As an equity participant, the FDIC, as Receiver for the 17 failed banking institutions, will retain a 50 percent stake in the LLC and share in the returns on the assets. The FDIC offered 1:1 leverage financing, inclusive of a financing facility resulting in the creation of $56.1 million of original principal amount of Purchase Money Notes issued by the LLC. The note will be guaranteed by the FDIC in its corporate capacity, it is unlikely that a call will ever be necessary on this guarantee. This is primarily due to restrictions in the priority of payments limiting distributions to the equity partners until the purchase money notes are paid in full as well as the relatively high level of over collateralization of the notes.

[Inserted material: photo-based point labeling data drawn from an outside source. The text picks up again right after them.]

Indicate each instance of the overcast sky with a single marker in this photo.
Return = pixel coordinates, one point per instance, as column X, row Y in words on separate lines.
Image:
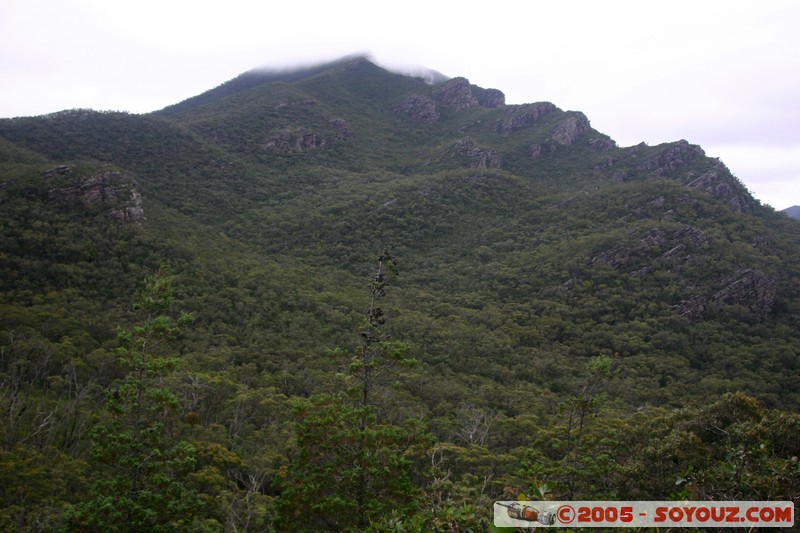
column 721, row 74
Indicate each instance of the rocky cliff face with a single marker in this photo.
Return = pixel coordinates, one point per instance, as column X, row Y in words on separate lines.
column 521, row 117
column 748, row 288
column 475, row 156
column 418, row 107
column 455, row 94
column 114, row 188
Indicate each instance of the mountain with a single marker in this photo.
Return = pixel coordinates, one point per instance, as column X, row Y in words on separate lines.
column 793, row 211
column 546, row 275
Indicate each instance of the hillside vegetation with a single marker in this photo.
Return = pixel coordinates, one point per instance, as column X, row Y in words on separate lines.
column 343, row 299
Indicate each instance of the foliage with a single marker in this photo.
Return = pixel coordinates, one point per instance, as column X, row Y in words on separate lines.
column 541, row 302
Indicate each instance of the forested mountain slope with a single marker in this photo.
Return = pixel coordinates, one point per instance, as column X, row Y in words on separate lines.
column 545, row 275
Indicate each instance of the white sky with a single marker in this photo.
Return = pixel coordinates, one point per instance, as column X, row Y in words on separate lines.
column 721, row 74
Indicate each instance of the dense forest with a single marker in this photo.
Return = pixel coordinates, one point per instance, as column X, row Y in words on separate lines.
column 342, row 299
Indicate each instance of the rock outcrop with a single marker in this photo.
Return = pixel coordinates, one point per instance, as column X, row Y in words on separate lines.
column 748, row 288
column 719, row 182
column 457, row 94
column 418, row 107
column 570, row 129
column 301, row 139
column 476, row 157
column 109, row 187
column 670, row 158
column 521, row 117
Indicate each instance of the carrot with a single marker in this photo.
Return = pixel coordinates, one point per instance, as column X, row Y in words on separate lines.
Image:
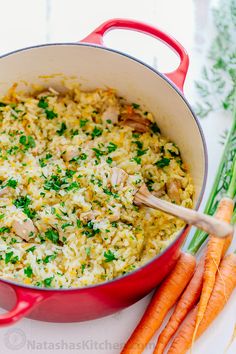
column 224, row 286
column 164, row 298
column 187, row 301
column 215, row 249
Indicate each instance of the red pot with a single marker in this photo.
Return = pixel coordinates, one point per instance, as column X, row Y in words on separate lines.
column 97, row 66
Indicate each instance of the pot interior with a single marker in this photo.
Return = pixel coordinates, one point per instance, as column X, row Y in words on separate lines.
column 95, row 67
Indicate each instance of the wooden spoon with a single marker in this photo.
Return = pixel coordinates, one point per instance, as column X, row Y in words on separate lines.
column 192, row 217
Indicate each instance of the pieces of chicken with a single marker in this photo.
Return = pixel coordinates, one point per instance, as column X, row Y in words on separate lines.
column 88, row 215
column 118, row 176
column 115, row 215
column 24, row 228
column 173, row 187
column 4, row 191
column 137, row 122
column 111, row 113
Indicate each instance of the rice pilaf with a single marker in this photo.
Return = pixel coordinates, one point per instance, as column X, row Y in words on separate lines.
column 70, row 165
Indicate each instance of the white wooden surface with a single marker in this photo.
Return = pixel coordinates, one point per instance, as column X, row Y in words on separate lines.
column 26, row 22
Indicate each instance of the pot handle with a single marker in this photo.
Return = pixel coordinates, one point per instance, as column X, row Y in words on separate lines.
column 177, row 76
column 26, row 300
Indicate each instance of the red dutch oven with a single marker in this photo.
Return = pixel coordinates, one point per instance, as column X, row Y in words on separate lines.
column 94, row 66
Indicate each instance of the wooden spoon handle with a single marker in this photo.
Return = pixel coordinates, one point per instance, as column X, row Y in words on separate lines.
column 192, row 217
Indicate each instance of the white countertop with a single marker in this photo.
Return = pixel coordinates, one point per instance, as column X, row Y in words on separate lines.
column 28, row 22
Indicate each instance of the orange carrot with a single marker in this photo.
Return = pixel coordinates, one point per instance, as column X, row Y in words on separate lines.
column 187, row 301
column 164, row 298
column 224, row 286
column 214, row 253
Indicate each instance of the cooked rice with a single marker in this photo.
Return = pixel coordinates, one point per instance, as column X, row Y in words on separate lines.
column 57, row 157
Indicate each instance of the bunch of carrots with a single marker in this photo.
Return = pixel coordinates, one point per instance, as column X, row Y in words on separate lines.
column 199, row 292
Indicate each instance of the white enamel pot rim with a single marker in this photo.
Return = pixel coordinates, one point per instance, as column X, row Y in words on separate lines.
column 98, row 48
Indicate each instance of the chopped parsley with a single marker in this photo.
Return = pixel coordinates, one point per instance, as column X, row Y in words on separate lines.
column 111, row 147
column 49, row 258
column 96, row 132
column 27, row 141
column 74, row 132
column 141, row 152
column 50, row 114
column 73, row 186
column 154, row 128
column 53, row 183
column 67, row 224
column 149, row 184
column 70, row 173
column 135, row 105
column 52, row 235
column 109, row 256
column 83, row 122
column 42, row 162
column 138, row 143
column 23, row 203
column 31, row 249
column 163, row 162
column 28, row 271
column 62, row 129
column 12, row 183
column 9, row 257
column 137, row 160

Additionally, Turning Point Asset Management has funded several liquidity accounts that will supplement contributions by TPAM to finance certain permitted development and disposition activities related to the assets. The sale was conducted on a competitive basis on either a 50 percent leveraged ownership interest or a 20 percent unleveraged ownership interest in the newly-formed LLC.
The FDIC, as Receiver for the failed banks, will convey to the LLC a portfolio of approximately $313 million residential loans and owned real estate, of which about 78 percent are ADC loans with the remainder being owned real estate.
As the LLC's managing equity owner, Turning Point Asset Management will provide for the management, servicing, and ultimate disposition of the LLC's assets.